I have had a night's sleep now, so I am remembering more I want to write about the hiking trip.
It was humbling on many levels. I have been around hiking, camping, and backpacking for many years. I just haven't actually backpacked for a couple of, uhh, decades. I felt like there were some things that I was pretty sure about, and some beliefs that I held dear. One thing that I was very sure about is that my current pack, which is over 25 years old, was way too heavy to meet the current weights that hikers carry once it was loaded. I had everything except a tent and a stove (well, and the things I forgot), and it only weighed 23 pounds. That was with my winter down sleeping bag, too. And 2 liters of water. I guess replacing my pack isn't quite the immediate concern I thought it was. Especially since it performed well on the trail.
Another thing I felt that I knew what I wanted to have, or not have, was one of these new single wall tents, especially the ones that are held up with the hiking poles to save weight. I figured there was a limit to what I was willing to do to save weight, and I wanted my free-standing conventional tent. I just would get the lightest weight one I could find. On this hike we used Stumpknocker's single wall tent (that uses his hiking poles...). He loves his tent. Won't even discuss the pros and cons of other tents, it is a conversation that doesn't interest him. Did I mention he loves this tent? After using the tent, I have to admit that it had plenty of room for 2 people, even with one of them being 6'5" (not me). It was sturdy even in the storm. The kicker for me was as he was breaking camp. He just folded the tent up and it went into this smallish pouch that would fit into one of my side pockets and leave room for a water bottle. Sigh. Ok, so I'm reconsidering this single wall tent thing.
His alcohol stove worked fine. It seemed to be a diifferent design than the one I want to make, but it looked home made. So, I think that will work for me, just gotta actually make the stove. He showed me his headlamp, which was a Petzel (I think) that was small and seemed to have a retractable headband and fit in the palm of his hand. I will be on the look out for that model. I can see that if I keep those kinds of things small and light it makes everything else easier. And, I might even remember to take it along.

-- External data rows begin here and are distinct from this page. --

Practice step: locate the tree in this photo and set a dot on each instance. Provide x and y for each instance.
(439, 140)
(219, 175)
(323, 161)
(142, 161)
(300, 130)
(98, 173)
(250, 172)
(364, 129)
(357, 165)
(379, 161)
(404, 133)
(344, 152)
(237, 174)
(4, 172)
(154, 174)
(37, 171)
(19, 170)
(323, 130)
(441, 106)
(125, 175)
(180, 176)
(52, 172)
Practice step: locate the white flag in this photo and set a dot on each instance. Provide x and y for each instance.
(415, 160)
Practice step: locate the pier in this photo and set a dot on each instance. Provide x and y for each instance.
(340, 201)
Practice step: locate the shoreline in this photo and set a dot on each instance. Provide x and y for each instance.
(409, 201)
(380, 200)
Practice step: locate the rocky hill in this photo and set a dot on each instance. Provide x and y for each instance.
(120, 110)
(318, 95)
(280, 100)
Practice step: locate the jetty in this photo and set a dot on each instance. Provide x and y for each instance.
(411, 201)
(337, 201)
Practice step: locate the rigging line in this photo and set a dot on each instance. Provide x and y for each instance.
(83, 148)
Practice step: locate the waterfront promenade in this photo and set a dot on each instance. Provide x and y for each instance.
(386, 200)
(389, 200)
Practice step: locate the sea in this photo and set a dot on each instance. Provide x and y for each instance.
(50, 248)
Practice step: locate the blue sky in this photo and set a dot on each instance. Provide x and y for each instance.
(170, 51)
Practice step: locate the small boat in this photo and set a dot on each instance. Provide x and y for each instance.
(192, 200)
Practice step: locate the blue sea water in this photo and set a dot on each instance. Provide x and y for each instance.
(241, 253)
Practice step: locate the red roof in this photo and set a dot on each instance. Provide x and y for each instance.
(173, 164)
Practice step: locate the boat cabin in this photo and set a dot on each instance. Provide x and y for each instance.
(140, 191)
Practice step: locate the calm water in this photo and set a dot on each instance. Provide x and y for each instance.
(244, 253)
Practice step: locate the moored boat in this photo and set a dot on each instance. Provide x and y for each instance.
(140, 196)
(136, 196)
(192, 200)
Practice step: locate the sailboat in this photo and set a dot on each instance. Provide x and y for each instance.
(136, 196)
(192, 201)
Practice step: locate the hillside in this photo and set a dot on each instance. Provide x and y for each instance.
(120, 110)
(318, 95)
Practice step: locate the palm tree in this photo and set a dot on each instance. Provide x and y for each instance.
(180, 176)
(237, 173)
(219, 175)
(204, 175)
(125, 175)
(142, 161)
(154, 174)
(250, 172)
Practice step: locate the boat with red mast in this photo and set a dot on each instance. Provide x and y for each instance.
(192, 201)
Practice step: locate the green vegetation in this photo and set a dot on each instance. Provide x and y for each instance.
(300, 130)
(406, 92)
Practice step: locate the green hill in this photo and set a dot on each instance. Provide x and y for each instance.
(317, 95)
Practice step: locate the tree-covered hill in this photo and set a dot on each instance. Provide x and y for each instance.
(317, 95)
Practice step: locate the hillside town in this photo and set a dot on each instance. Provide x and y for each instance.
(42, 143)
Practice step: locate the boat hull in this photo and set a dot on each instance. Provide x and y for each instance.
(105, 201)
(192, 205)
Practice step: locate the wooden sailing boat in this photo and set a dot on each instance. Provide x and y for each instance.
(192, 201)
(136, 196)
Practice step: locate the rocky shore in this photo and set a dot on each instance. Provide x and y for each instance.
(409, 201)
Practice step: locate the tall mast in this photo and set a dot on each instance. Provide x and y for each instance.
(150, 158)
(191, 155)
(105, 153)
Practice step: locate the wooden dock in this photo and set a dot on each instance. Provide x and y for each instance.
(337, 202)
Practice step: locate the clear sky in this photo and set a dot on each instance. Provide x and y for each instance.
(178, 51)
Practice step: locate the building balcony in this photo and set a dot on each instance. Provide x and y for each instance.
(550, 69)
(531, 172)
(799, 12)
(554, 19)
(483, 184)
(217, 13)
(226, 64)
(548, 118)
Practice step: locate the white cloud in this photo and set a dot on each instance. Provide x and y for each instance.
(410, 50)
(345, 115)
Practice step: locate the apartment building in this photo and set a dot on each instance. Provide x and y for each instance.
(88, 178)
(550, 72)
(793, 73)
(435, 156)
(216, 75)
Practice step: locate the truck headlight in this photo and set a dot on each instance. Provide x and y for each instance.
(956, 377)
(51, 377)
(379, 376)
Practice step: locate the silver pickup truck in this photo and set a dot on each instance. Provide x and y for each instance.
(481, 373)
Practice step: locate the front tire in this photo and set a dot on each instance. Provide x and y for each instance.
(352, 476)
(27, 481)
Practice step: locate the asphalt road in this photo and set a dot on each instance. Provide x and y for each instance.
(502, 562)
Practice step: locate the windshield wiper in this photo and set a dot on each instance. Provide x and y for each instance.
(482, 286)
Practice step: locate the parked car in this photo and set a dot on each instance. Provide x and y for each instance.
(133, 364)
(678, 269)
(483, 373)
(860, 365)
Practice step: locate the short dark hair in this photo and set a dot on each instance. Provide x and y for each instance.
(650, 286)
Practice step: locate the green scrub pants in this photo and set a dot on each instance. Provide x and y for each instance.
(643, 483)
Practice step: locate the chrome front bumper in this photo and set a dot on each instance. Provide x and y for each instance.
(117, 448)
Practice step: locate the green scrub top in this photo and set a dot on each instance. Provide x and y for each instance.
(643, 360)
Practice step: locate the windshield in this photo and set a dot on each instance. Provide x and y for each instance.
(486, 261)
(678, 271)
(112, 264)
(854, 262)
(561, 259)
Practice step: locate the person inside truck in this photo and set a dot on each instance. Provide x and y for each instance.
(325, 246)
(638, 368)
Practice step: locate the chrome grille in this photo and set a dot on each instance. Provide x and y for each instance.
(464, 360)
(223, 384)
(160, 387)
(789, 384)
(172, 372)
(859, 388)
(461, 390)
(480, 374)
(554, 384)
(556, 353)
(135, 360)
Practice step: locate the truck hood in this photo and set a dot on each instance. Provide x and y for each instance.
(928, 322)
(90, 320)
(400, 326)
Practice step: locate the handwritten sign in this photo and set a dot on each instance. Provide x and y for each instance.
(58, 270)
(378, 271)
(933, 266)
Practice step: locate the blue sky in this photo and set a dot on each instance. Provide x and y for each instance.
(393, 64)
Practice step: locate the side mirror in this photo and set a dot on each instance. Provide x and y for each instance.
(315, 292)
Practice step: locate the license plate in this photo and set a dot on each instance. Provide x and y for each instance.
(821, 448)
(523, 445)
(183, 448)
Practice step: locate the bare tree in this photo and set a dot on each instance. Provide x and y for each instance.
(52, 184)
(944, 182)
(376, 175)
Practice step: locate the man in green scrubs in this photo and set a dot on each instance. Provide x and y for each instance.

Stumpknocker spent some time tellng me that I had everything with me I would have NEEDED. My tent was back at his RV so had I been hiking alone I would have had it, I could get by without a flashlight, the mug and a stove (he doesn't pack his stove on distance hikes), and that I had done fine.
As we came off the trail at the visitor's center and were walkng down the parking lot to the truck with our packs, Stumpknocker perked up and pointed to a guy walking out of the picnic shelter ahead. "Look! See what he has? A bucket of FRIED CHICKEN!" Stumpknocker has a thing for fried chicken. Luckily for the guy, he had his leftover chicken safely locked into his RV before we got down there. We dumped our packs into the back of Stumpknocker's truck and walked back to the visitor's center. I hit the restroom while he checked us out from the overnight parking. I was walking better without the pack, but still wobbly. As we passed the RV, he pointed to it and said "There's fried chicken in that RV." I pulled him away, and we drove up to the lodge. I didn't know what kind of food they had, but it was still open for lunch so we decided to try it. The lodge is beautiful, with a full wall of glass looking out over the valley and mountains beyond. The buffet looked wonderful, and there was fried chicken on it so that settled it. She sat us in a corner next to the wall of windows in the sun. I loaded up my plates, and the waitress kept my glass of sweet tea filled. I sucked down 4 or 5 glasses of tea since I knew I hadn't been drinking enough water while we hiked. As we finished our plates of food I moved over to the seat next to the window and kind of stretched out with my last glass of tea. Stumpknocker went back and got 2 deserts and finished them while I almost fell asleep in the sun.
Stumpknocker showed me how to do Sudoku, which I had never learned. He goes to a site in the internet. Trying to stay awake past 7 pm that evening, I was on my computer and decided to try my first sudoku puzzle. Stumpknocker was supportive, saying it took him 45 minutes his first one so I shouldn't feel badly if it went slow. I finished the puzzle in 28 minutes. For some reason, after that he jumped up to the most difficult level, Evil, to try his skill. Guess it's that alpha male thing :).